Ashley tardó unos instantes en recordar que su nombre falso era Smith y en comprender que se dirigían a él.
—Creo que sí —manifestó con una voz de beodo—. Quizá quiera aprovechar para afeitarme. Sin la medicación, mucho me temo que esta mañana no he sido mi mejor barbero.
El doctor Nawaz se echó a reír ante esta inesperada muestra de humor, y lo mismo hicieron los demás presentes en el quirófano, incluida la enfermera Constance Bartolo, quien con la mascarilla y los guantes puestos, permanecía junto a la mesa con el marco y el instrumental como si estuviese de guardia.
Al cabo de unos pocos minutos, el doctor Nawaz se apartó para observar su trabajo.
—Yo diría que no ha quedado nada mal. Saldré un momento para lavarme las manos, luego colocaremos las telas, y podremos comenzar.
Ashley se sumió en un tranquilo sueño a pesar de verse en la terrorífica circunstancia de esperar a que le taladraran el cráneo. No tardó mucho en despertarse parcialmente al sentir el contacto de las telas esterilizadas, pero volvió a dormirse sin demora. La siguiente vez que se despertó fue a causa de un súbito y terrible dolor en el cuero cabelludo en el lado derecho de la cabeza. Con un gran esfuerzo, entreabrió los párpados que le pesaban como plomo. Incluso intentó levantar el brazo derecho que tenía atado.
—¡Tranquilo! —dijo el doctor Newhouse. Estaba a un lado por detrás de Ashley—. ¡Todo va bien! —Apoyó una mano en el brazo de Ashley.
—Solo le estoy inyectando un poco de anestesia local —le explicó el doctor Nawaz—. Quizá note una sensación parecida a un escozor. Le inyectaré en cuatro puntos.

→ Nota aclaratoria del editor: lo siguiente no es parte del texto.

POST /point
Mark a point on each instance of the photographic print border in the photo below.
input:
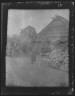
(37, 5)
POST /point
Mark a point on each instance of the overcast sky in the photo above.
(18, 19)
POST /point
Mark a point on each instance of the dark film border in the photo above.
(38, 5)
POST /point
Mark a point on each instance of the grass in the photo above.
(21, 70)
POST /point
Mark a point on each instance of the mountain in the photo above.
(28, 33)
(57, 28)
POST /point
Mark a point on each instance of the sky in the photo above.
(19, 19)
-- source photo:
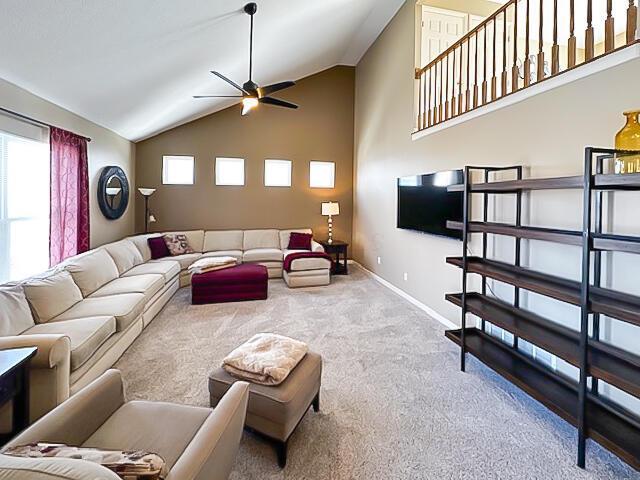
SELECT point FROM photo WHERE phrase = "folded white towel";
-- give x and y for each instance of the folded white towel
(266, 358)
(208, 264)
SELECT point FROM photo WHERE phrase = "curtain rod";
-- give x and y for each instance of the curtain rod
(33, 120)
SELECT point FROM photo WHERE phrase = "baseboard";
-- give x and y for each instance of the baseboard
(429, 311)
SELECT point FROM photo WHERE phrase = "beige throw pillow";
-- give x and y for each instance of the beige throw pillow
(177, 244)
(15, 314)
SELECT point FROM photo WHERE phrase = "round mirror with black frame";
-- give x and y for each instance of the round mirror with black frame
(113, 192)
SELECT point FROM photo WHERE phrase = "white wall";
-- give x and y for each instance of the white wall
(547, 133)
(106, 148)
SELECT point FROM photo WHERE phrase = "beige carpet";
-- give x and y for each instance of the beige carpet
(394, 404)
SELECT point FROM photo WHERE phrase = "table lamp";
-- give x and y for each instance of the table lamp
(329, 209)
(146, 193)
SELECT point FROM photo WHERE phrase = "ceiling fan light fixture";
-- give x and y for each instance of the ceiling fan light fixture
(248, 104)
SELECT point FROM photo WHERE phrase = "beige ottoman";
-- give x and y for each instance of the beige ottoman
(308, 272)
(275, 412)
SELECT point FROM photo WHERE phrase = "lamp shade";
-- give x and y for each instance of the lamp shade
(147, 191)
(330, 208)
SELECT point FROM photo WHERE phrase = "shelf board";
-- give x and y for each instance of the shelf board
(614, 366)
(608, 302)
(601, 241)
(615, 431)
(568, 237)
(603, 182)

¡Un escozor! Ashley se maravilló silenciosamente en su sopor. Era muy típico de los médicos restarle importancia a los síntomas, porque la sensación se parecía más a la de un cuchillo al rojo vivo que le estuviese despellejando el cráneo. Así y todo, el senador notaba un extraño distanciamiento, como si el dolor lo sufriera otra persona y él solo fuese un observador. También le ayudó en cada una de las aplicaciones el hecho de que el dolor fuera pasajero, y lo reemplazara el entumecimiento total de la zona.
Ashley apenas si advirtió el proceso de colocación del marco esterotáxico. Se despertó y se durmió de nuevo varias veces durante la más de media hora de manipulaciones y ajustes para fijar el marco firmemente al cráneo. No tenía conciencia del pasado, del futuro o del paso del tiempo.

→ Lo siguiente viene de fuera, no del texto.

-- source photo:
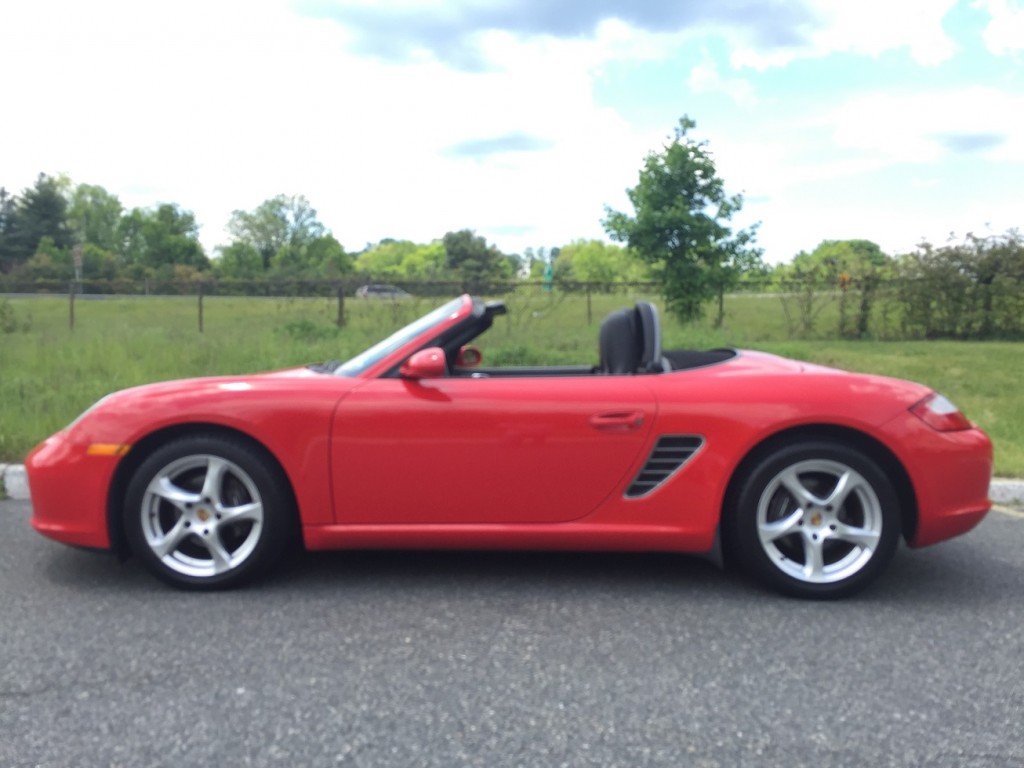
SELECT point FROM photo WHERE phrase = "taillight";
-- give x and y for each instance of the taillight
(940, 414)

—Creo que ya está —manifestó el doctor Nawaz. Sujetó los brazos calibrados semicirculares que se arqueaban por encima de la cabeza de Ashley y probó la estabilidad del marco, intentando moverlo suavemente en todas las direcciones. Se aguantaba firmemente, con los cuatro tornillos apretados contra el cráneo del senador. Satisfecho con el resultado, el neurocirujano se apartó, cruzó las manos enguantadas y las apretó contra su pecho, al tiempo que se aclaraba la garganta—. Señorita Hickman, si es tan amable, por favor avise a rayos X de que ya estamos preparados.
La enfermera se detuvo bruscamente en su camino para ir a buscar otro frasco de suero para el doctor Newhouse. Sus ojos color humo miraron primero a su colega Constance en busca de apoyo antes de enfrentarse a la mirada del doctor Nawaz. Durante unos segundos, Marjorie se quedó sin palabras, dado que durante su período de formación había tenido que enfrentarse a los arrebatos de cólera de los neurocirujanos durante las operaciones, y se temía lo peor.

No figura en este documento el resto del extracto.